If this were any other Atlanta Braves season over the past seven years, the news that Chris Sale and Spencer Schwellenbach might be returning to the mound in August would feel like a launch sequence. Injured arms back just in time for a playoff push? Cue the October montage. But 2025 is not like other seasons.
This year, the Atlanta Braves are 13 games under .500 with just days to go before the MLB Trade Deadline — and everything points to them being sellers, not contenders. So when whispers began to swirl about possibly shutting pitchers down for the rest of the season and saving them for 2026, it didn’t sound far-fetched.
But manager Brian Snitker isn’t buying that narrative at all. “I think it’s big for a guy to go into the offseason not in rehab,” Snitker said this week. “I think I’ve seen over the years that’s a big difference.”
It’s not just about innings or stat sheets. It’s about normalcy, and for Snitker, that matters. He wants guys like Sale and Schwellenbach, both eligible to return before the end of August, to get back on the mound — not to save this season, but to salvage the next one.
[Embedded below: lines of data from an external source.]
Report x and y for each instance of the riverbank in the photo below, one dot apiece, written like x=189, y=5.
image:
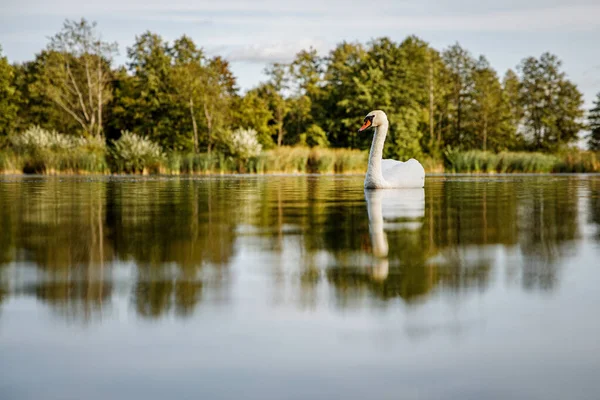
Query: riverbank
x=287, y=160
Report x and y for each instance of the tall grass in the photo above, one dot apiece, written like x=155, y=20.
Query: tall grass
x=40, y=151
x=134, y=154
x=509, y=162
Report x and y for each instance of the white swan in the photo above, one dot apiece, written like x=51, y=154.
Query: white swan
x=384, y=174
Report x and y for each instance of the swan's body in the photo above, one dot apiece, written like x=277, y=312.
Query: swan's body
x=385, y=174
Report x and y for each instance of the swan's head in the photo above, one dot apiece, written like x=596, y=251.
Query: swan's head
x=374, y=119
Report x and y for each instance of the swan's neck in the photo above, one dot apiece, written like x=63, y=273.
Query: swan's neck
x=374, y=178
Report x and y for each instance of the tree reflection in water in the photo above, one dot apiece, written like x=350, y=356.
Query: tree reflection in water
x=70, y=242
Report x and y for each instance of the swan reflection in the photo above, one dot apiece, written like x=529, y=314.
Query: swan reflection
x=394, y=210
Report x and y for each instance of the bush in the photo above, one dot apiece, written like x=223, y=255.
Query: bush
x=134, y=154
x=42, y=151
x=243, y=144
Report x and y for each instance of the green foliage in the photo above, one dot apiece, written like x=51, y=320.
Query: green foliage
x=552, y=105
x=243, y=144
x=507, y=162
x=42, y=151
x=314, y=136
x=172, y=94
x=134, y=154
x=8, y=101
x=594, y=125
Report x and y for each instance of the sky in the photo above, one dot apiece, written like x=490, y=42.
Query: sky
x=252, y=34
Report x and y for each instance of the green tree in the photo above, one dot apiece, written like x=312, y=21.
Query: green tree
x=34, y=107
x=552, y=105
x=77, y=75
x=342, y=113
x=188, y=77
x=274, y=90
x=461, y=67
x=594, y=125
x=492, y=118
x=219, y=88
x=8, y=103
x=252, y=112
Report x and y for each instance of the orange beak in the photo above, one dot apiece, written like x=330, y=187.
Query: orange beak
x=366, y=125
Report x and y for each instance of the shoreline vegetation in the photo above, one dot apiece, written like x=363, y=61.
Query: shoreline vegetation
x=173, y=110
x=39, y=151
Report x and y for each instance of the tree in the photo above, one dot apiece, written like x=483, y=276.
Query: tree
x=8, y=103
x=594, y=125
x=491, y=118
x=275, y=90
x=461, y=66
x=188, y=78
x=511, y=86
x=341, y=112
x=219, y=88
x=252, y=112
x=305, y=84
x=77, y=74
x=552, y=105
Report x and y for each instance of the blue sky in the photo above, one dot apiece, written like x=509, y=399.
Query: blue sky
x=253, y=33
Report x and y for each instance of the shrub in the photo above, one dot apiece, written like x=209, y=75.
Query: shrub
x=42, y=151
x=243, y=144
x=134, y=154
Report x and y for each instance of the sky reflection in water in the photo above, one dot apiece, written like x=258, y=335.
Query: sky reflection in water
x=299, y=287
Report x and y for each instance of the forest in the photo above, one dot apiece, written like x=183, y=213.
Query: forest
x=173, y=109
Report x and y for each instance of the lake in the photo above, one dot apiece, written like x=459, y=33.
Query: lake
x=299, y=287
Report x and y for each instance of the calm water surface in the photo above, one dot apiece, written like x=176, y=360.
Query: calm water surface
x=299, y=287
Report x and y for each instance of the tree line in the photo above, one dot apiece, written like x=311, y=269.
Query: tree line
x=177, y=96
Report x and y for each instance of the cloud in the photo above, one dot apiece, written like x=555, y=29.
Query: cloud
x=271, y=52
x=583, y=17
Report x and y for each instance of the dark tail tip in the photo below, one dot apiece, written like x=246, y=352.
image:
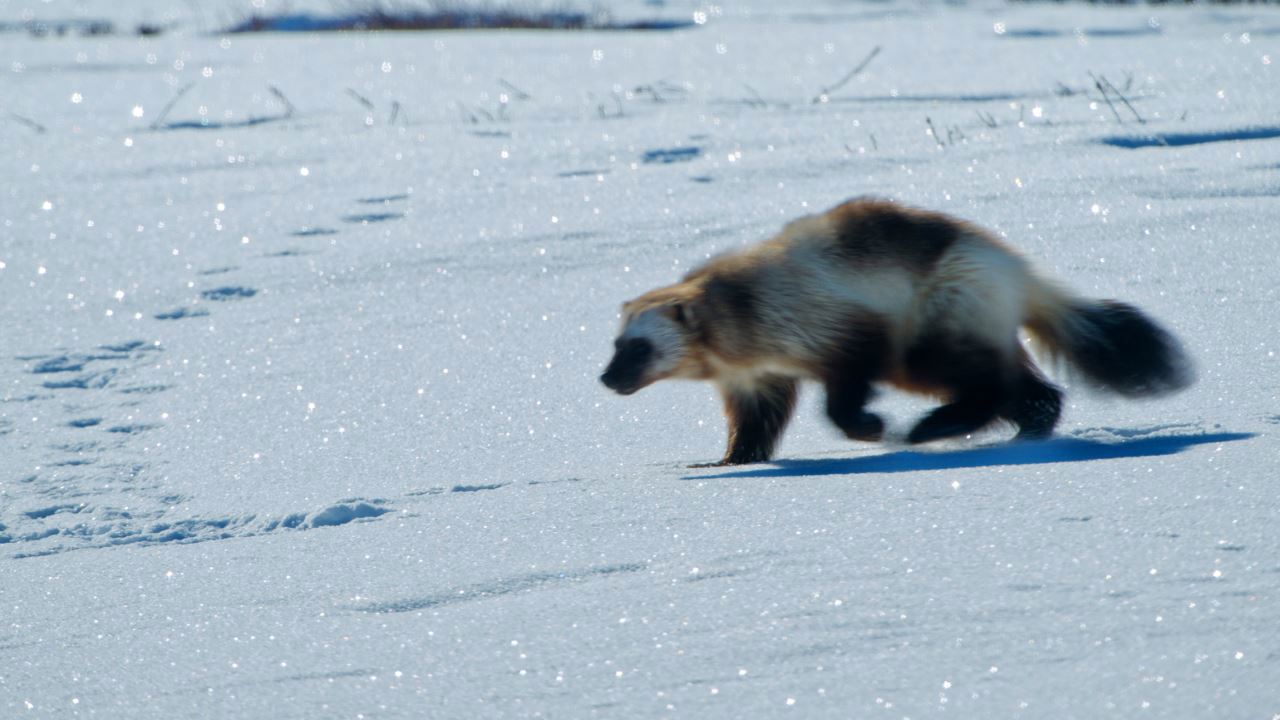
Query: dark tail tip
x=1124, y=351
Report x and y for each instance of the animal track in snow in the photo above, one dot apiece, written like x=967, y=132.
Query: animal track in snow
x=499, y=587
x=228, y=292
x=50, y=529
x=668, y=155
x=181, y=313
x=312, y=232
x=364, y=219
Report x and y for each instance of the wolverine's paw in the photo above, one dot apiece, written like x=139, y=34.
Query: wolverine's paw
x=704, y=465
x=867, y=427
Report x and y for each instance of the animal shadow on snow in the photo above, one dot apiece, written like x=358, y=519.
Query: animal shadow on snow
x=1059, y=450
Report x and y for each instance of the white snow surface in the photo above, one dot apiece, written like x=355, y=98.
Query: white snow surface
x=300, y=415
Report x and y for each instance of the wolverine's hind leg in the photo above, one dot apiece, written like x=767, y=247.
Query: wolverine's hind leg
x=757, y=415
x=976, y=377
x=1034, y=405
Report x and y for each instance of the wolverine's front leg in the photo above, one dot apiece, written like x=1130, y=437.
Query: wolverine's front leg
x=757, y=415
x=848, y=376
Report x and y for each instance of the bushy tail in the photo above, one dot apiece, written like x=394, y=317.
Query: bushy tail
x=1115, y=346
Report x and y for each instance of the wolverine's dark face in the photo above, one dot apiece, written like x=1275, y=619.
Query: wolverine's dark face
x=626, y=372
x=652, y=346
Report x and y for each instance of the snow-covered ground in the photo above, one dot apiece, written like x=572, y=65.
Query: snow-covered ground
x=300, y=415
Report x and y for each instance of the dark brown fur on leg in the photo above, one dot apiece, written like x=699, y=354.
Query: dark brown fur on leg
x=757, y=417
x=849, y=377
x=976, y=377
x=1036, y=405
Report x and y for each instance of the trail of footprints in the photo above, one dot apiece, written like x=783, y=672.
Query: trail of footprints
x=96, y=484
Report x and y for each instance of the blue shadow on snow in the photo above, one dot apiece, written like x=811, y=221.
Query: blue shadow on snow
x=1059, y=450
x=1180, y=139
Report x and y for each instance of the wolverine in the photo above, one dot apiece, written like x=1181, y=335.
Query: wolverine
x=873, y=292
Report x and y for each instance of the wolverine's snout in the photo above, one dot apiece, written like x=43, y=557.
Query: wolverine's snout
x=626, y=370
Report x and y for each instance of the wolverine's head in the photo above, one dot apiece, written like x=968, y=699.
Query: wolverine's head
x=657, y=341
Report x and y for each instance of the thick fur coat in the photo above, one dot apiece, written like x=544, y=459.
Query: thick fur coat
x=874, y=292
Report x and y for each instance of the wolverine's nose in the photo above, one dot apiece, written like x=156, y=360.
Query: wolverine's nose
x=624, y=373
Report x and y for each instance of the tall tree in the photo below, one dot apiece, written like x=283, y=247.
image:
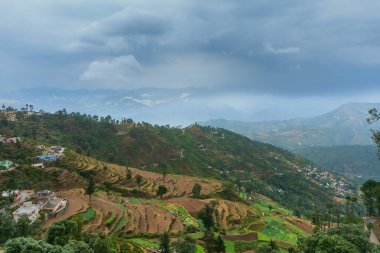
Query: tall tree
x=162, y=190
x=197, y=188
x=90, y=187
x=139, y=179
x=107, y=187
x=368, y=189
x=206, y=215
x=23, y=228
x=61, y=232
x=102, y=245
x=185, y=245
x=219, y=245
x=7, y=227
x=165, y=243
Playing the Long Game by Playing Now
There’s a psychological and physical reset that comes from getting back into game action before the offseason hits. Pitchers who go into winter without a rehab timeline hanging over them typically show up to Spring Training more prepared — mentally sharp, physically whole, and not stuck trying to ramp up after missing months.
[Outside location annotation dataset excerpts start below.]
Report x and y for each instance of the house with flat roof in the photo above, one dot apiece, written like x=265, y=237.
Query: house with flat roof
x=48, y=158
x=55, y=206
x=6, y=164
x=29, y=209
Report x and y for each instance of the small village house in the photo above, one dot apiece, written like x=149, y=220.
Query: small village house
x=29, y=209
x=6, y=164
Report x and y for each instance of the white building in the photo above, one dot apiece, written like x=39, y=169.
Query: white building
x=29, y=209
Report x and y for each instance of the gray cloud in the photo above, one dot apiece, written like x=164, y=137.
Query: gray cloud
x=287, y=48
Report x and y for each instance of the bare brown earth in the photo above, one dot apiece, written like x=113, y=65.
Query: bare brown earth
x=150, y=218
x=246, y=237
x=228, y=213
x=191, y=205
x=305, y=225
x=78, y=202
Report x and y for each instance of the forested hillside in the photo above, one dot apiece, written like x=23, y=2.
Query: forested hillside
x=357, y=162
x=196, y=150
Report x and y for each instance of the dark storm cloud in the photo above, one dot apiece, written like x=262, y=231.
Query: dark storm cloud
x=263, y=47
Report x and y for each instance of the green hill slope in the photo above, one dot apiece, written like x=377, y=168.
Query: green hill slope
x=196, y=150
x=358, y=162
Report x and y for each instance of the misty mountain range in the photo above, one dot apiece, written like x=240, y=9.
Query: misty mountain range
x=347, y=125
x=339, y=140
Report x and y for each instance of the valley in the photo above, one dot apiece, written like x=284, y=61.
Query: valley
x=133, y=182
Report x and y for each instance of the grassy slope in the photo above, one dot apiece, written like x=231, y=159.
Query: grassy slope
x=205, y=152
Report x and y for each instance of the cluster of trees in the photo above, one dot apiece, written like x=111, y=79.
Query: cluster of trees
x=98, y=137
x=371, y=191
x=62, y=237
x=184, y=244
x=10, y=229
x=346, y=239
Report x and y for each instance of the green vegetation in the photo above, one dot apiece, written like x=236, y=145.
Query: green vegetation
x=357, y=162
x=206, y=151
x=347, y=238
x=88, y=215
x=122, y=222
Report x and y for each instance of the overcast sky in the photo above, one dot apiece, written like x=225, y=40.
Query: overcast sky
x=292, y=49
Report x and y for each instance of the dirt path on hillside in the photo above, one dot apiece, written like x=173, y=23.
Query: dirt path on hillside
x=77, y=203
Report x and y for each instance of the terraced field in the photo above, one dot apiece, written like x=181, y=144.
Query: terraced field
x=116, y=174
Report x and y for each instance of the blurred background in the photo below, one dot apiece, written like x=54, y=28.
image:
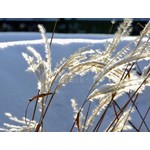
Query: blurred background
x=69, y=25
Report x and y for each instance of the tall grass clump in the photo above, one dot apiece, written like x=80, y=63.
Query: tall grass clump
x=115, y=67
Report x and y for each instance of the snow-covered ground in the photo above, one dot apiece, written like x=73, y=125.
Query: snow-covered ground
x=17, y=85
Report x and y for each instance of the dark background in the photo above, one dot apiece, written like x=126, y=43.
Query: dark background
x=69, y=25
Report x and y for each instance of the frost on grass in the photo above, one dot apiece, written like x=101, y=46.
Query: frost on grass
x=108, y=63
x=24, y=124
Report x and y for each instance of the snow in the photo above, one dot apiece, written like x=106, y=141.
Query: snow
x=17, y=85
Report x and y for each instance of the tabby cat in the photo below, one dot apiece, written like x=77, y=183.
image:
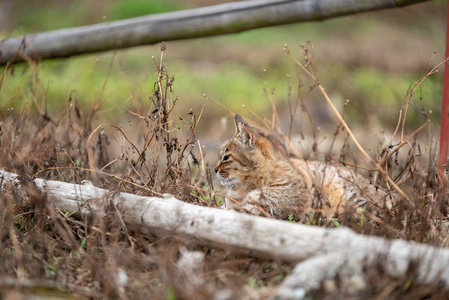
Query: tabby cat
x=263, y=180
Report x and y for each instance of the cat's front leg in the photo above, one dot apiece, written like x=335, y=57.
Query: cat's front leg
x=253, y=203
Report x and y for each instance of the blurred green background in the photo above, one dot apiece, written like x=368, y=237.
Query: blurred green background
x=370, y=59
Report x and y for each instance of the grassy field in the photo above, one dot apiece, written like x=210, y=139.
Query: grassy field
x=120, y=121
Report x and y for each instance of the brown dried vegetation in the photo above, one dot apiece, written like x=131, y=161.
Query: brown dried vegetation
x=99, y=257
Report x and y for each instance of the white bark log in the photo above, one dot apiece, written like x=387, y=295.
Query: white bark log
x=323, y=251
x=186, y=24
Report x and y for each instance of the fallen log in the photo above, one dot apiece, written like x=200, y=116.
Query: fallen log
x=322, y=252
In other words, even if the Braves don’t finish .500 this year, getting these arms back into a groove could be a domino effect that sets up 2026 to look a whole lot more like what Atlanta fans are used to.
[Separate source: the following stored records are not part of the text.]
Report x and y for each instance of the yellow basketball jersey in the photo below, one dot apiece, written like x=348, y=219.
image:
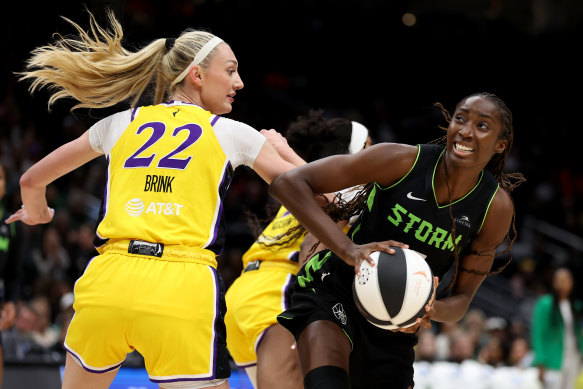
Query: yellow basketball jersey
x=270, y=247
x=166, y=178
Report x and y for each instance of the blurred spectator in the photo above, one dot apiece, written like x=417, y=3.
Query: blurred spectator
x=520, y=354
x=10, y=267
x=43, y=333
x=495, y=353
x=557, y=337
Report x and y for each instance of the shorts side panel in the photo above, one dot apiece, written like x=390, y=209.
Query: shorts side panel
x=253, y=302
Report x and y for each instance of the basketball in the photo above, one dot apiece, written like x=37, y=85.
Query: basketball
x=393, y=293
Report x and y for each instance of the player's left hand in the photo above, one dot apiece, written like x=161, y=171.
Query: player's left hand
x=277, y=140
x=425, y=321
x=24, y=217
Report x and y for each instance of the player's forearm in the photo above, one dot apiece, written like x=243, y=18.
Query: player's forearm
x=298, y=198
x=451, y=309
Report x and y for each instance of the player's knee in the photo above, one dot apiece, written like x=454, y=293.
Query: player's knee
x=327, y=377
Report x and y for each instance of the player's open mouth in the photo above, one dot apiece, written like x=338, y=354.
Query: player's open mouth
x=461, y=148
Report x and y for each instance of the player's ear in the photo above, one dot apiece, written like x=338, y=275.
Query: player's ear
x=501, y=145
x=195, y=74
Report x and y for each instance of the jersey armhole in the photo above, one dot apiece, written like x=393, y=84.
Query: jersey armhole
x=405, y=176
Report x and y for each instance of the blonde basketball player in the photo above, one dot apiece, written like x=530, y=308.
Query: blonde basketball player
x=154, y=285
x=255, y=340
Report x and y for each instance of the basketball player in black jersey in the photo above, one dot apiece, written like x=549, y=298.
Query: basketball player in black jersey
x=450, y=201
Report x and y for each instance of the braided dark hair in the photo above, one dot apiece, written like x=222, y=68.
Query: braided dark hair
x=312, y=137
x=496, y=165
x=340, y=210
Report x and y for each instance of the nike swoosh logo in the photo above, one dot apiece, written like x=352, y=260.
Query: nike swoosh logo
x=410, y=196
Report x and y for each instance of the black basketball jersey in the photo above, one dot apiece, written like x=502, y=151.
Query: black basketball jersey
x=408, y=212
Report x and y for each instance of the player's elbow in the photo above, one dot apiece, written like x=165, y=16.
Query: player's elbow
x=281, y=184
x=27, y=181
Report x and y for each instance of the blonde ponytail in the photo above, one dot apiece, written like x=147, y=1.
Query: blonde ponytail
x=94, y=68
Chris Sale, who’s dealt with a carousel of injuries in recent years, didn’t even get to finish his Cy Young-level season this year on his own terms. He was scratched from a Game 162 start and hasn’t pitched since mid-September. Just getting him back out there — healthy — would be a massive moral win.
Same goes for Reynaldo López, Joe Jiménez, Spencer Schwellenbach and any other bruised-up Brave who’s been sidelined this year. For the guys who can return, Snitker wants them to return — not because the Braves are chasing October, but because this season’s final innings could be the first steps toward next spring.
Braves Fans Deserve a Glimpse of What’s Next
The 2025 season hasn’t gone the way anyone expected. But for a fanbase that’s watched this team ride waves of dominance for most of the decade, there’s still something to be said for finishing strong — not for the standings, but for the future foundation.
Seeing Sale stride back to the mound, Schwellenbach flash his promise, or López sling heat again won’t make the playoffs magically reappear. But it might just give Braves fans what they really need: a reason to believe again.
And if that means turning the page with confidence — and a full rotation of healthy arms — then those late-season innings might be more important than they seem.